Chapter 5. Architecture of 32-bit Systems
The Harris Semiconductor RTX 32P is a 32-bit member of the Real Time Express (RTX) processor family. The RTX 32P is a prototype machine that is the basis of Harris' commercial 32-bit stack machine design.
The RTX 32P is a CMOS chip implementation of the WISC Technologies CPU/32 (Koopman 1987c) which was originally built using discrete TTL components. The CPU/32 was in turn
developed from the WISC CPU/16 described in Chapter 4. Because of this history, the RTX 32P is a microcoded machine, with on-chip microcode RAM and on-chip stacks.
The RTX 32P is a 2-chip stack processor designed primarily for maximum flexibility as an architectural evaluation platform. It contains very large data and return stacks on-chip, as well as a large amount of on-chip microcode memory. This large amount of high speed RAM forced the design to use two chips, but this was consistent with the goal of producing a research and development vehicle. Real time control is the primary application area for the RTX 32P.
The primary language for programming the RTX 32P is Forth. However, the RTX 32P's commercial successor will be enhanced for excellent support of more conventional languages such as C, Ada, Pascal; special purpose languages such as LISP and Prolog; and functional programming languages.
An important design philosophy of the RTX 32P is that as processor speeds increase, an ALU can be cycled twice for every off-chip memory access. Therefore the RTX 32P executes two microinstructions for each main memory access, including instruction fetches. Every instruction is two or more clock cycles in length, with a different microinstruction executed on each clock cycle. The reasons for adopting this strategy are discussed at greater length in Section 9.4.
Figure 5.3 is an architectural block diagram of the RTX 32P.
Figure 5.3 -- RTX 32P block diagram.
The Data Stack and Return Stack are implemented as identical hardware stacks consisting of an 9-bit up/down counter (the Stack Pointer) feeding an address to a 512 element by 32 bit wide memory. The stack pointers are readable and writable by the system to provide an efficient way of accessing deeply buried stack elements.
The ALU section includes a standard multifunction ALU with a DHI register for holding intermediate results. By convention, the DHI register acts as a buffer for the top stack element.

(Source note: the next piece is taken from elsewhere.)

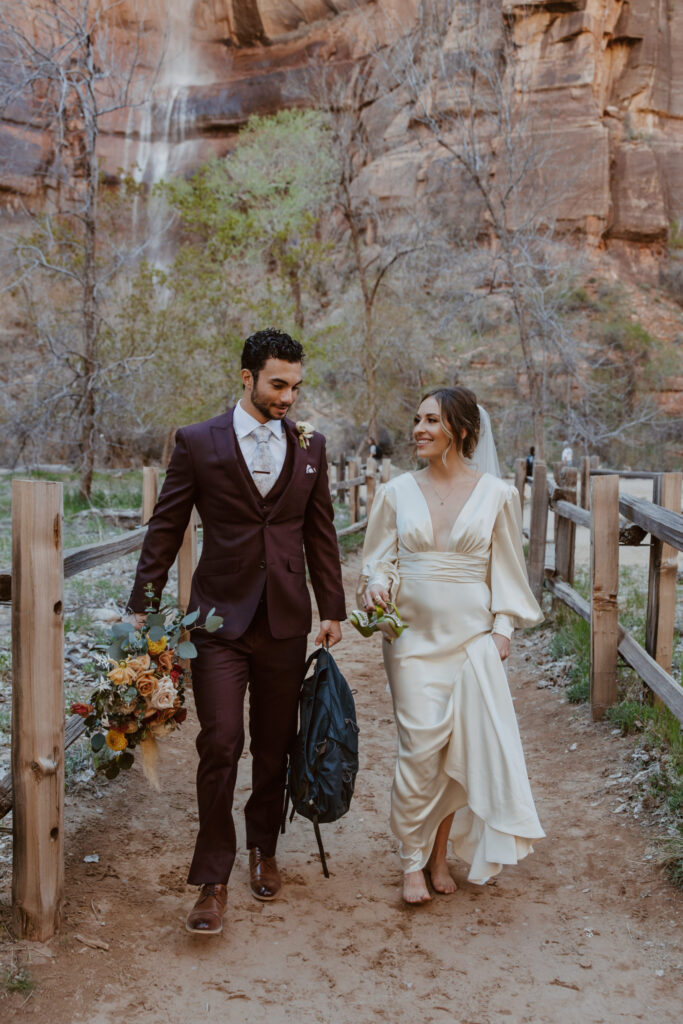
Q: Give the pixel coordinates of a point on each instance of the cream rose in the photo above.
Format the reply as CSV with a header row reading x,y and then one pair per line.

This means that the Data Stack Pointer actually addresses the element perceived by the programmer to be the second-from-top stack element. The result is that an operation on the top two stack elements, such as addition, can be performed in a single cycle, with the B side of the ALU reading the second stack element from the Data Stack and the A side of the ALU reading the top stack element from the Data Hi register.
The Data Latch on the B side of the ALU input is a normally transparent latch that can be used to retain data for one clock cycle. This speeds up swap operations between the DHI register and the Data Stack.
There are no condition codes visible to machine language programs. Add with carry and other multiple precision operations are supported by microcoded instructions that push the carry flag onto the data stack as a logical value (0 for carry clear, -1 for carry set).
The DLO register acts as a temporary holding register for intermediate results within a single instruction. Both the DHI and DLO registers are shift registers, connected to allow 64-bit shifting for multiplication and division.
An off-chip Host Interface is used to connect to the personal computer host. Since all on-chip storage is RAM-based, an external host is required for initializing the CPU.
The RTX 32P has no program counter. Every instruction contains the address of the next instruction or refers to the address on the top of the return address stack. This design decision is in keeping with the observation that Forth programs contain a very high proportion of subroutine calls. Section 6.3.3 discusses the affects of the RTX 32P's instruction format in greater detail.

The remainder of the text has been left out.